Sesuai dengan arahan Marvel, dia segera menggenggam tangan dingin Ale untuk memberikan sedikit kehangatan tubuhnya. Tak butuh waktu lama, mobil mereka telah sampai di depan UGD, langsung saja dengan cekatan Marvel turun dari tempat kemudinya membuka pintu penumpang dan membopong Ale untuk memindahkannya pada brankar di dekat pintu UGD. Aqila mengekor dari arah belakang, berdoa agar kondisi Ale baik-baik saja.
Ale segera mendapatkan pertolongan, melalui celah jendela ruang UGD tampak jelas seorang dokter memeriksa tubuh rinkihnya dengan dibantu suster yang memasangkan infus pada tangan kanan Ale. Hati Aqila tak karuan menyaksikan Ale kembali terkapar karena keteledorannya.
"Qil," ajak Marvel meraih tangan kanan Aqila untuk diajaknya duduk di kursi tunggu.
"Dokter akan melakukan hal yang terbaik, aku pikir Ale orang yang kuat," ujar Marvel mencoba menenangkan Aqila yang terlihat kacau. "Minum dulu," membuka sebotol air mineral, memasukan sedotan, dan memberikannya pada Aqila.
Belum sempat Aqila meminumnya, seorang dokter dengan jubah putih kebanggaannya keluar dari ruang UGD. Aqila dan Marvel menghampirinya untuk mendapatkan informasi mengenai kondisi Ale. Cukup jelas terlihat wajah resah Aqila ketika mendengarkan pemaparan dari dokter tersebut.
"Dia terlalu lelah, seharusnya itu tidak boleh terjadi," paparnya singkat mengambil jeda untuk kembali menjelaskan secara keseluruhan. "Dia sudah saya beri obat untuk selanjutnya hanya menunggu siuman dan menghabiskan satu botol infus, dia bisa dibawa pulang."
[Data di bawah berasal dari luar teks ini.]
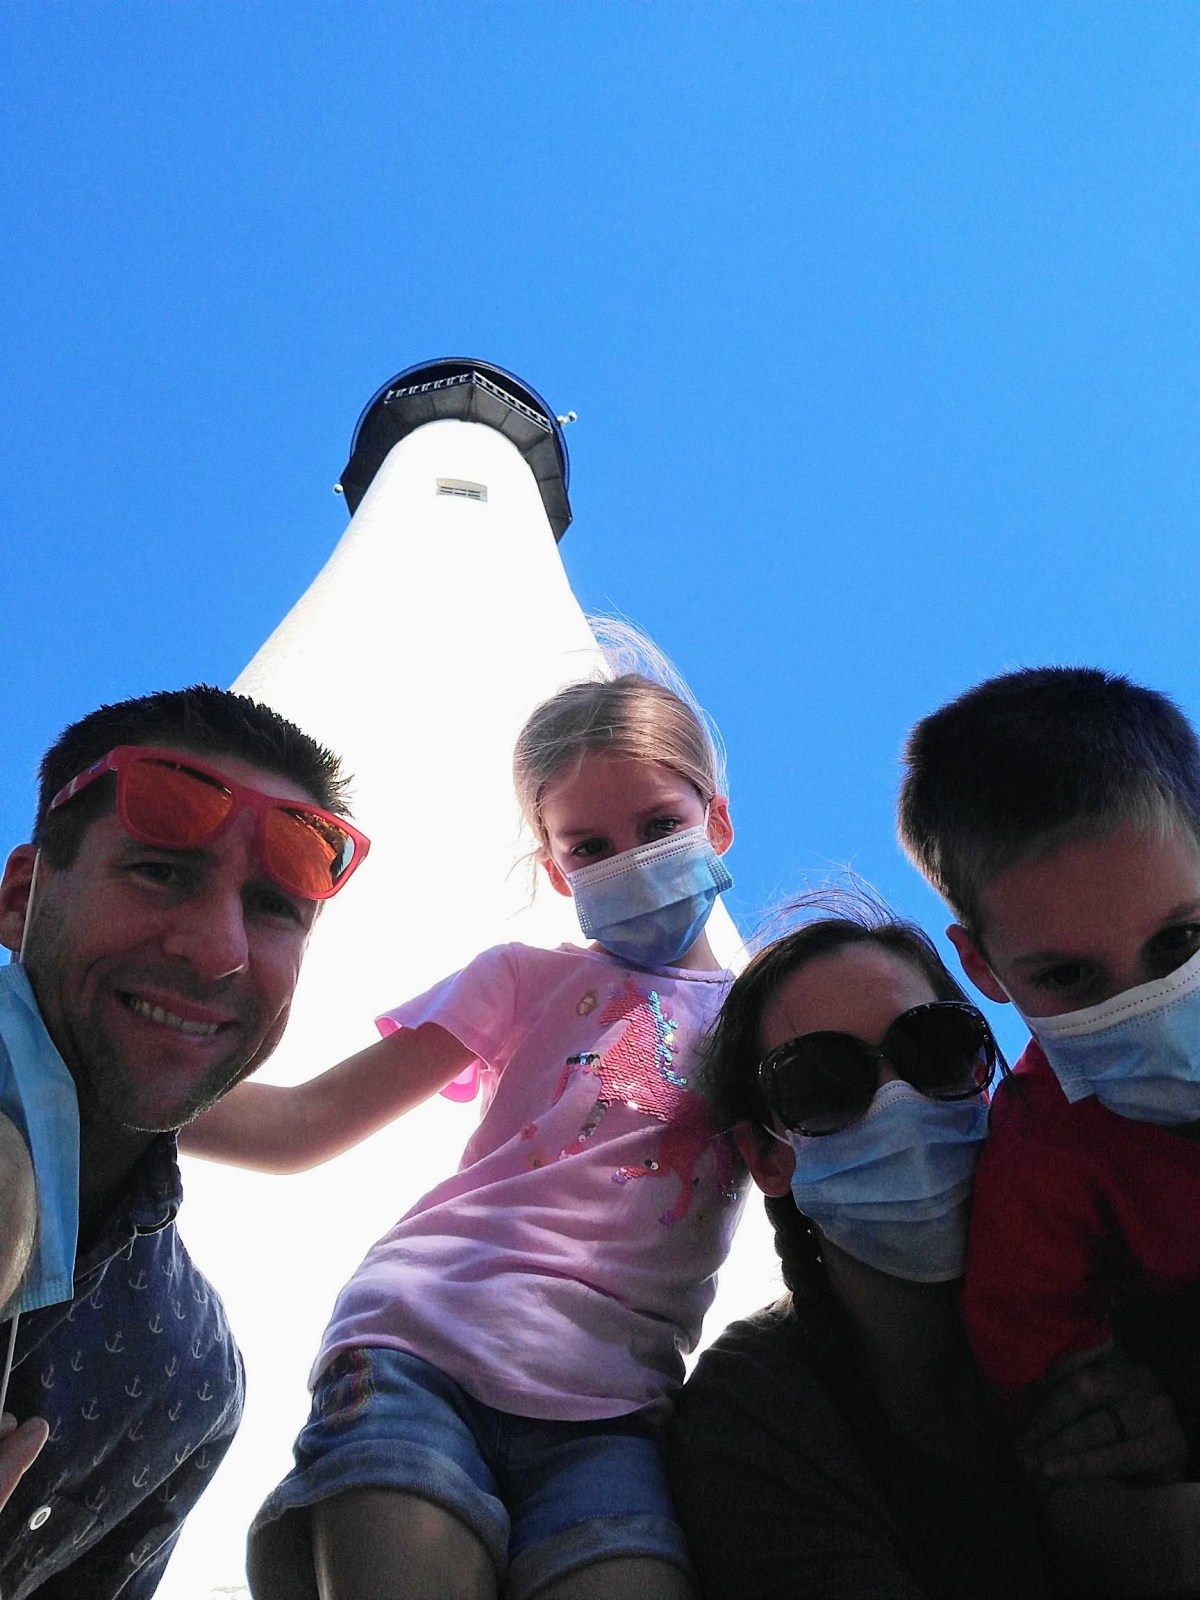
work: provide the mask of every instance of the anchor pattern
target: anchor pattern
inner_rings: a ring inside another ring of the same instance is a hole
[[[0,1512],[2,1594],[36,1588],[65,1560],[88,1600],[149,1596],[233,1438],[241,1357],[175,1231],[179,1199],[164,1137],[113,1234],[80,1262],[75,1299],[21,1319],[8,1408],[44,1416],[50,1437]],[[50,1515],[31,1529],[42,1505]]]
"Terima kasih," sahut Aqila mencoba melihat kondisi Ale.
"Kalau begitu saya permisi dulu, jangan lupa tolong jaga kondisinya jangan sampai terlalu lelah itu akan memicu kejangnya."
"Iya, akan kami usahakan, Dok," balas Marvel memegang tangan Aqila yang terlihat gemetar.
"Vel, aku mau masuk," izin Aqila untuk melihat kondisi Ale.
"Iya, aku tunggu di sini."
Aqila memasuki ruang UGD dengan hati tak karuan, melihat kondisi orang yang sangat dia cintai lemah tak berdaya. Langkahnya pelan tidak ingin membuat Ale terbangun dengan cepat. "Maafkan aku, Le," ucapnya pelan meraih tangan Ale yang terpasang selang infus.
"Apaan, sih, Qil," sahut Ale lirih membuka matanya.
"Le, istirahat aja dulu dokter bilang kamu terlalu lelah."
"Aku udah lebih baik," ujar Ale memberikan senyuman untuk Aqila. "Jangan telepon mamamu, pasti nanti panik."
"Aku sengaja nggak telepon mama ataupun papa, takut kena omel mereka."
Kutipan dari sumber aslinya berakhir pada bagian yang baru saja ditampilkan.